Learning To Forgive
a personal essay on how the idea of forgiving is complicated
I learnt about the word Forgiveness when I entered my thirties. Not that I didn’t know about it before, but something about the word wanted to be present all the time after I crossed my 30s.
Things I touched, books I read, movies I saw, and other experiences I lived started fluttering around this world like an annoying sound of a bee. It started to sting.
I had three major breakups in life. I accumulated a lot of pain and suffering during my teen years, but I also learned growth and self-awareness from these relationships.
Breaking up was hard, but it was inevitable. The period following every breakup was intense and full of misery. But I had to take it all in alone. There were days when I thought my head was too heavy, as if it would drop on the floor. And then there were days I did not see a flicker of the sunlight.
I waited for the time when it would all pass.
With time, I forgot I used to be in relationships with these beautiful guys. I had no choice but to keep all the good memories. In fact, the opposite is closer to the truth. I would unleash all hell if I kept living in the bad ones. So, truly, I had no choice. The places we travelled to; our times in the kitchen, in bed; all conversations about the universe of things – I kept with myself the order they brought to my life: I became a connoisseur of coffee and a voracious reader, and I sparked new interests towards life. I forgot that I had a dull life before.
I learned Forgetfulness before Forgiveness.
After this epic ruminative period, perhaps out of fear of the hurt, I gave up on the idea of relationships and marriage. I dreaded talking to guys, let alone the idea of being in love.
Admittedly, I became a stupid, passionless, lifeless human body. I was slowly quitting on things I built and became. I never hated these men for leaving me emotionally, for I have dealt with a lot worse from my father. But I hated them for leaving me in the middle of an awesome and exciting life. A life that I never thought I would live. Now, when I was living, it was taken away, again, just like my father did.
Ohh, these men.
For many years, I moved on with self-criticism. Occasionally, a conversation kept playing in my head, dwelling like an ugly shadow.
“I am not enough.”
“I don’t want to get loved.”
“I am such a pathetic person.”
“What kind of men did I date?”
“I hate men”
I became a victim of my own life. Everything became difficult - waking up, smiling, meeting friends, talking to my parents, travelling, connecting and every other beautiful thing that this universe carries in its basket. Disruption came unannounced in every task, and for a moment, I was losing it all.
Forgiveness meant nothing to me. Seriously. It was merely a word sitting in some dirty, dusty corner. Switching between nouns and verbs in random sentences. Sometimes, it stretched to a fine line of suffering. But it was never worth the importance it had. No one around me used it, in application or action. It just existed like most of the words in the Oxford Dictionary, waiting for its turn to be used in this egoist world.
Then, suddenly, it started speaking to me in silence.
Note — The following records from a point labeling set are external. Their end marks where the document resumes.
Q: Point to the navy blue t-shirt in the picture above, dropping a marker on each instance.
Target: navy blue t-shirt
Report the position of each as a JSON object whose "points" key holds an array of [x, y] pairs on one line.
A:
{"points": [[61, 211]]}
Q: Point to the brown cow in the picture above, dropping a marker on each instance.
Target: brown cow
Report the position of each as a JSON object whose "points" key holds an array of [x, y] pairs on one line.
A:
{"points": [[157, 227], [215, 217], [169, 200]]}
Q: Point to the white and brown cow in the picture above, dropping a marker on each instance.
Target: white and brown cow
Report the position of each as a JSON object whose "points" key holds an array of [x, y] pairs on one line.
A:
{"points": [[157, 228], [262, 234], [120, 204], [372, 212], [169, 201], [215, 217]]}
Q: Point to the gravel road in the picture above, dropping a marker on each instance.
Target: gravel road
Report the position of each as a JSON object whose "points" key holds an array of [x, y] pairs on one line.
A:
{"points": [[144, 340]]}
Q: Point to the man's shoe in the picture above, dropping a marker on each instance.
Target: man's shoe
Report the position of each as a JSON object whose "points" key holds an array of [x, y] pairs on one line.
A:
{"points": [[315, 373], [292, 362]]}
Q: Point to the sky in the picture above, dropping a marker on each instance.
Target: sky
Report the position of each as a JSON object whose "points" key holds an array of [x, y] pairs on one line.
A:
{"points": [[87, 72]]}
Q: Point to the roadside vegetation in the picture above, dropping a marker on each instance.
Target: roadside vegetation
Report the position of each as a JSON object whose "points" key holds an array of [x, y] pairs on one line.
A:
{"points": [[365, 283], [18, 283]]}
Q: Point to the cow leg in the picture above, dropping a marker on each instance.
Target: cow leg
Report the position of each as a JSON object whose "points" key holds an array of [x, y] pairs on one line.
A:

It started happening when I couldn’t take my life forward. My Astrologer friend said, “It's a karmic disorder. ”
WHAT????
To sort out my inner fight and prolonged confusion, I turned to my mom, who, all her life, kept forgiving my dad. I realised that’s where my circuit of forgiveness would start. A common link between us. My Father. We both had our own episodes of events with my dad. For her, it was the crumbling of her marriage; for me, it was the loss of my childhood hero.
I never understood where her resilience and undefeated spirit came from. Despite all the horrific incidents, she chose to stay under the same roof as him.
It disturbed me to the point that my entire being was formed based on this one truth. Never leave the ones you love, no matter how badly they have treated you.
“Mom, you should divorce him”, I said once.
“That’s not how it works," she replied.
As a kid, I saw this as her failure. Not standing up for herself and giving too much in this relationship harmed her, evidently, yet the thought of leaving my father never crossed her mind.
I realised her idea of forgiveness was not something I was hoping for. Her forgiveness was linked to hope. An acute, thin line of uncertainty that the future may not hold the same. That one day, her kids would grow old and give her the life she deserved.
I hated her for this.
It was harming me more than it was doing good. When I started looking retrospectively, I realised it was Mom who was supposed to be forgiven first. This sudden awakening shuddered me deeply. Out of the many things that I wanted to inherit from her, this I don’t want to carry.
But it did become the source of the pain that I carried for years. It wasn’t my dad; with him, I had lost all hope. It was my mom whom I had to deal with. Slowly, it started to settle in. My love for life would accelerate if I forgave her.
I had to forgive her for forgiving my father.
All these years, a cure was always with me, hidden in the sublime of consciousness, holding onto me tightly, letting me break to remind me that no matter how deep a grave looks, a flower would always sprout on the surface.